Any advise would be welcome. We are hoping to replace a open fire which has an existing back boiler with a stove with a boiler. We have a number of issues if we put in a free standing stove. 

1. I want it to be set back into the fireplace - I know excavation work would have to be done to make it fit. We would need a area aprox 36"H x 36"W x 24D to take the Carriag Mor 30K

2. Existing chimney has a flue gatherer at aprox 29" from the grate. This would need to be removed and a lintel or something put in higher up. I am told that the flue gatherer is holding up a lot of sand and it would be a big job to remove it. 

3. I think the inset boiler/stoves have not enough output to heat the rads and the room. we have been told that the max output to the room from an inset would be aprox 2kw (seems very low)

4. When counting rads does double rads count as two? If so we have 6 double rads & 7 single rads, that would be 19 rads. That is my reasoning for looking at the Carriag More 30k.w.

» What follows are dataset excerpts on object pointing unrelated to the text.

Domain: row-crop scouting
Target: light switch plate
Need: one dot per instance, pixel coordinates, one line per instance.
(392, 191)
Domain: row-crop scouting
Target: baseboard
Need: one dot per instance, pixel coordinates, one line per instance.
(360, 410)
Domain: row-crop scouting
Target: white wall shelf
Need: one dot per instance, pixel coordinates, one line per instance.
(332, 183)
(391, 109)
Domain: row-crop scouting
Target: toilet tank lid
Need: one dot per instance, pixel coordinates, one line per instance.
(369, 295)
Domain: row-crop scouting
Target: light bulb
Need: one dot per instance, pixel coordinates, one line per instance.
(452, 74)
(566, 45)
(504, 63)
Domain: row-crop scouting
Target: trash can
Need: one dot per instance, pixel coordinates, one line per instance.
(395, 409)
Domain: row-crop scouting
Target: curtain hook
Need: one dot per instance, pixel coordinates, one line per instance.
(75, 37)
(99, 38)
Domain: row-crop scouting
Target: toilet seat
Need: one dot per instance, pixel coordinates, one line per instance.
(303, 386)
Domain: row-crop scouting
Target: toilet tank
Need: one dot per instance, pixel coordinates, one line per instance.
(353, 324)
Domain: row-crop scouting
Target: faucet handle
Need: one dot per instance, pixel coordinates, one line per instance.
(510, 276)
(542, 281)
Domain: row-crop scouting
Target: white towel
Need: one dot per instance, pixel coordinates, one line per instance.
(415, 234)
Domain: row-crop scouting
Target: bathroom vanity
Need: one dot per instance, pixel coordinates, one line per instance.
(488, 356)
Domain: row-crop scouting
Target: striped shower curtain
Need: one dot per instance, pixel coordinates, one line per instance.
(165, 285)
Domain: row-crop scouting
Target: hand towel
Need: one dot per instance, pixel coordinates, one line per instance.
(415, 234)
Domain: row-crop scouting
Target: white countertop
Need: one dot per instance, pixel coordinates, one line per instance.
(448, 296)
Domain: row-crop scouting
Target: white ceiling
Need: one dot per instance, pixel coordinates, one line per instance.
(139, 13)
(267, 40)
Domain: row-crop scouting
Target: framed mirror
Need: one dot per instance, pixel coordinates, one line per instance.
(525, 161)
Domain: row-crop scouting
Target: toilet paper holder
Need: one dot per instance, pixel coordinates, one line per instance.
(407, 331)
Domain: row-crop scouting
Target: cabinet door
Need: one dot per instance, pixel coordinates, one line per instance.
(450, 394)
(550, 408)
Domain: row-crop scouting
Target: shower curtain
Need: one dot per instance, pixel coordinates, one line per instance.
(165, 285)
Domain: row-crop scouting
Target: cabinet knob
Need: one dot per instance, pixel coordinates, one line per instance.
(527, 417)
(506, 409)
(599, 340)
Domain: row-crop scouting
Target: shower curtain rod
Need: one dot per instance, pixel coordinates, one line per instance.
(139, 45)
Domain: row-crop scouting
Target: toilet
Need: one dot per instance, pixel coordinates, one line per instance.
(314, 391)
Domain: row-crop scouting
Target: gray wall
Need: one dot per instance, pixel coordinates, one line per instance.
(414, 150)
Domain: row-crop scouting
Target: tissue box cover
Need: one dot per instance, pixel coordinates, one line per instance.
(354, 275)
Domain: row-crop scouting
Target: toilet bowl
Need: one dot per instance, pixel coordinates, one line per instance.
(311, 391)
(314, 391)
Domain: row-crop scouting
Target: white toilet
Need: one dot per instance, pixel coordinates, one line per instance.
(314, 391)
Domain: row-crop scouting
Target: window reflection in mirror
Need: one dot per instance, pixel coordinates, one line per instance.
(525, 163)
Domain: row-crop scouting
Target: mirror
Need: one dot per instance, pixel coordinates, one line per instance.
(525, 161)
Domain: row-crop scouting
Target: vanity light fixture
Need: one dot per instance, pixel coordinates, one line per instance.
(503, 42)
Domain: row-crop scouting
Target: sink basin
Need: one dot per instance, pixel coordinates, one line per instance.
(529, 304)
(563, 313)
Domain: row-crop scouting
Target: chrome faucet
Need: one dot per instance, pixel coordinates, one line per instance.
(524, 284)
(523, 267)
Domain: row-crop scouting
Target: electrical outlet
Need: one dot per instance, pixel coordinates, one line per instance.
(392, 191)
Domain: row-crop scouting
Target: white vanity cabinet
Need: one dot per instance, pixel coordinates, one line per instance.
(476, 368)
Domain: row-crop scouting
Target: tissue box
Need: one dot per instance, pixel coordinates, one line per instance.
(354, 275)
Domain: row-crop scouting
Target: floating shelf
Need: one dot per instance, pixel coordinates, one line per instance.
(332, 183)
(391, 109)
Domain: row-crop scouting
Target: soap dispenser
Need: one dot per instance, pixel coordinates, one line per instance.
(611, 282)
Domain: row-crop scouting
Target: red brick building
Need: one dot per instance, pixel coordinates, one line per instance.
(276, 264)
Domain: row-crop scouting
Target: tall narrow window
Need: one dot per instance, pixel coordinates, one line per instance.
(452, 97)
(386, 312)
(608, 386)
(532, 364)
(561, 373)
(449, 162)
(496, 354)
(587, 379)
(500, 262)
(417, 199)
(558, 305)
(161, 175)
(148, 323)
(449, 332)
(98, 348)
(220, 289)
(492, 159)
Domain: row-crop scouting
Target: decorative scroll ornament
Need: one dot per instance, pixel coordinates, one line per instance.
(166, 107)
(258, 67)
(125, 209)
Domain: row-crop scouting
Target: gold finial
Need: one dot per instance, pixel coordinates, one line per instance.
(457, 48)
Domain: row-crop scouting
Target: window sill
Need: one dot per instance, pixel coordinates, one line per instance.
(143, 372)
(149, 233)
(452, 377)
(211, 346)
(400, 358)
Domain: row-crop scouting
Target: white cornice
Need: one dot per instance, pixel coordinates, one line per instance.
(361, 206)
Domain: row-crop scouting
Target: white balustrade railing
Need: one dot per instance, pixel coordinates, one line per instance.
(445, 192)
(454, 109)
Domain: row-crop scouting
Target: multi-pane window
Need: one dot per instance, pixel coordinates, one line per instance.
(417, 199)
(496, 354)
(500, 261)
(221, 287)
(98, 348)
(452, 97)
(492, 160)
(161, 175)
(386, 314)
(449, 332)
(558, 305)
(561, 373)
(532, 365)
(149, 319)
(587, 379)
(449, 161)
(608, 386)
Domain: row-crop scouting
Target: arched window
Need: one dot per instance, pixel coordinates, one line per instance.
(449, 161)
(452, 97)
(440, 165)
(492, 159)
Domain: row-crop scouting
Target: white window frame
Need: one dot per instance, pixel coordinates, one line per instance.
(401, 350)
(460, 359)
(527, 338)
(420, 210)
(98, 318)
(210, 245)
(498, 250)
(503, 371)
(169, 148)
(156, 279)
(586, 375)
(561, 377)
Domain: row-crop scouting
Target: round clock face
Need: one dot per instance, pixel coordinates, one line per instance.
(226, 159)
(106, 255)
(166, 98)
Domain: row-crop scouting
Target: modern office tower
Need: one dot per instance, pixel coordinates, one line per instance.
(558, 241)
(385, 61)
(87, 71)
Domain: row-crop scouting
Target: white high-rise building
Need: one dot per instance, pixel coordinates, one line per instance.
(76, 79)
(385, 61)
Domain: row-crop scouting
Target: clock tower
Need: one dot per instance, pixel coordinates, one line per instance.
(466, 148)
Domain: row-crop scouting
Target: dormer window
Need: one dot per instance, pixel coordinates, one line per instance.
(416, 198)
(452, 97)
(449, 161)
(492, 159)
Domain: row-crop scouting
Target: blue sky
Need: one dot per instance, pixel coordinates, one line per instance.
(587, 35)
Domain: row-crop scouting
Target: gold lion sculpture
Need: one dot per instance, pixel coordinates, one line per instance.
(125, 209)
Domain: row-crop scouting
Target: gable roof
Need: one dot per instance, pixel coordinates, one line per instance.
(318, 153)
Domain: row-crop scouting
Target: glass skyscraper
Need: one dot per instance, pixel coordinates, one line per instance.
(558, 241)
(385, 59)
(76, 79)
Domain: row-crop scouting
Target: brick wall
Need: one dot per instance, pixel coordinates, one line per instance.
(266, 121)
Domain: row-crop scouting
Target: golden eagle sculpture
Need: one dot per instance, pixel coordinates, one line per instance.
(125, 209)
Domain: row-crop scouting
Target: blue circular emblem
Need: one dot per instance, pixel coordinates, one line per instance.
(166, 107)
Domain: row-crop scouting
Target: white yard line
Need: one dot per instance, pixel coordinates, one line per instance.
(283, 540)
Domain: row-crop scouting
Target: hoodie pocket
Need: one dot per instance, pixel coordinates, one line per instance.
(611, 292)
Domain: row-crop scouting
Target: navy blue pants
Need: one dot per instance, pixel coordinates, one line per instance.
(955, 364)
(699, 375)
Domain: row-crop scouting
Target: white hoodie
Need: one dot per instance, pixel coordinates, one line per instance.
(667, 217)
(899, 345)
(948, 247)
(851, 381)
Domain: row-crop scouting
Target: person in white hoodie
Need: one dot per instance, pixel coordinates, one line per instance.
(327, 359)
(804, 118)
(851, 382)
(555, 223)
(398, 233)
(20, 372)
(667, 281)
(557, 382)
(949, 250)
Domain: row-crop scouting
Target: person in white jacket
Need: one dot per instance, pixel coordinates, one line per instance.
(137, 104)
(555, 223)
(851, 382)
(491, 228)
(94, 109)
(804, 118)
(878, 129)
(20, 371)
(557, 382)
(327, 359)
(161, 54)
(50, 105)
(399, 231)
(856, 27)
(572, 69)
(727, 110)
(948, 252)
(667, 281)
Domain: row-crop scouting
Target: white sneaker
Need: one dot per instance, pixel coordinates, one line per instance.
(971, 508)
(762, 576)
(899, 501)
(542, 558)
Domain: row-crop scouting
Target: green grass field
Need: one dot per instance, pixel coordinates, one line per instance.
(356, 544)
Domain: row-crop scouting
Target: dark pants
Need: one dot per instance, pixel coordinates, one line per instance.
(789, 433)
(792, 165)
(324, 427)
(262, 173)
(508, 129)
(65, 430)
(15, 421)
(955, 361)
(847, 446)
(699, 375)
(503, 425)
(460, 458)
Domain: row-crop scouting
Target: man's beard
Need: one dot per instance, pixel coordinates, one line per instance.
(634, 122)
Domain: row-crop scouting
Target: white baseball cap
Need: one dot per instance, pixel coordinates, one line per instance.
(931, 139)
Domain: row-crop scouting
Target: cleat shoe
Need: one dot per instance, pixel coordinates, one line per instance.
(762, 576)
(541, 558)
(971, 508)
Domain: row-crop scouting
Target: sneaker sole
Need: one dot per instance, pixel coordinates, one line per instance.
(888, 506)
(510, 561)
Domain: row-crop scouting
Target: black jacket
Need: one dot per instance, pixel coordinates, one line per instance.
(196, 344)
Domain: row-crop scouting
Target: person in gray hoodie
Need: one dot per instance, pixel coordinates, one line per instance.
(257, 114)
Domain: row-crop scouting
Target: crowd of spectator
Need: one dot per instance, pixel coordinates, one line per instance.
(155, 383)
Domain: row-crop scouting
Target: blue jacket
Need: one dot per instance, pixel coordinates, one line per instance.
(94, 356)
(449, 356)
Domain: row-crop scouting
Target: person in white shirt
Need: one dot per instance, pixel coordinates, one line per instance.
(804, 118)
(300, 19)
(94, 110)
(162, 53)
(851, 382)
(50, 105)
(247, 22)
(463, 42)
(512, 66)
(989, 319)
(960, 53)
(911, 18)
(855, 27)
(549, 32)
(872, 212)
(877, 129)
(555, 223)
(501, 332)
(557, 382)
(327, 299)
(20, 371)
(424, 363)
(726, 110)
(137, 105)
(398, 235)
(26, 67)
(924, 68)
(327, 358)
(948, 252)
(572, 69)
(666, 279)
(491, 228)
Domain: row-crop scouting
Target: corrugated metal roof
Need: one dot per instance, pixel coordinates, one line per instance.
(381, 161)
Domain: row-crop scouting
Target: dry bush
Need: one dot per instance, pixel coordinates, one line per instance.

Thanks in advance, any advise would be welcome.


----------



## regi

*Boru 30kw*

hi guys im new on here and notice this thread goes back to 2010 so it may be abandoned by now but here goes anyway - maybe some one can help me.

I've heard that these stoves are excellent for heat output 
Has anyone had this particular stove installed for more than 5 years and how is it going ? 
My brother had a look at it and commented that there is only a single skin to the front of the stove and im wondering how will this hold up to the intense heat output of coal etc
I note that a previous poster said that there is a 10 year guarantee on the stove and 6 on the boiler??
my concern is mainly the mileage in the single skin  to the front and  that the boiler is fully welded into the stove and im wondering if its a case that if or when the boiler needs replacing can it be replaced or will it be necessary to replace the entire stove.
If there is anyone here that can advise because i have my heart set on it for its simple design and the amount of radiators its meant to heat (18 rads) its impressive on paper - can someone ease my mind as its quite an investment


----------



## babybunting

*Boru Stove 900i (600i)*

Hi Wigwammer, just wondering how are you getting on with the 600i Boru Stove - we are very close to ordering a 900i and I just found your comment on it.  Delighted to hear its good but you post is now a few months old and just wondering - and did they sort out the whistling sound?  Or if anyone else has got a comment on it I would be delighted to hear from you.


----------



## Mr Tayto

*600i Boru Stove*

Hi Babybunting

We have a 600i Boru Stove, best thing I ever bought, Looks great when lit, heat is excellent, cant wait for winter

You should have no problems


----------



## playback 1

Hi. I am intersted in changing to a stove or insert from a fire place. My fireplace is wooden surround with cast iron insert with tiles. I have been given conflicting advice regarding retaining the surround from different companies. If I do take the existing fireplace out what are my options for the insert. Do I have to put in another surround ? The room is around16ft in size with two doors.


----------



## paulztag

Mr Tayto said:


> Hi Babybunting
> 
> We have a 600i Boru Stove, best thing I ever bought, Looks great when lit, heat is excellent, cant wait for winter
> 
> You should have no problems



Hi Mr Tayto,

Do you have the 600i with a boiler? I'm currently looking for an inset stove with a boiler and really like the 600i. If its the boiler option you have  have many rads are running off it? Does it heat them up fully?

Thanks.


----------



## conniethebad

*Boru Croi Beag Stoves*

Hi all,

 I am in the market for buying an inset stove and the Boru Croi Beag caught my eye -Installation and cost suits my ability and budget.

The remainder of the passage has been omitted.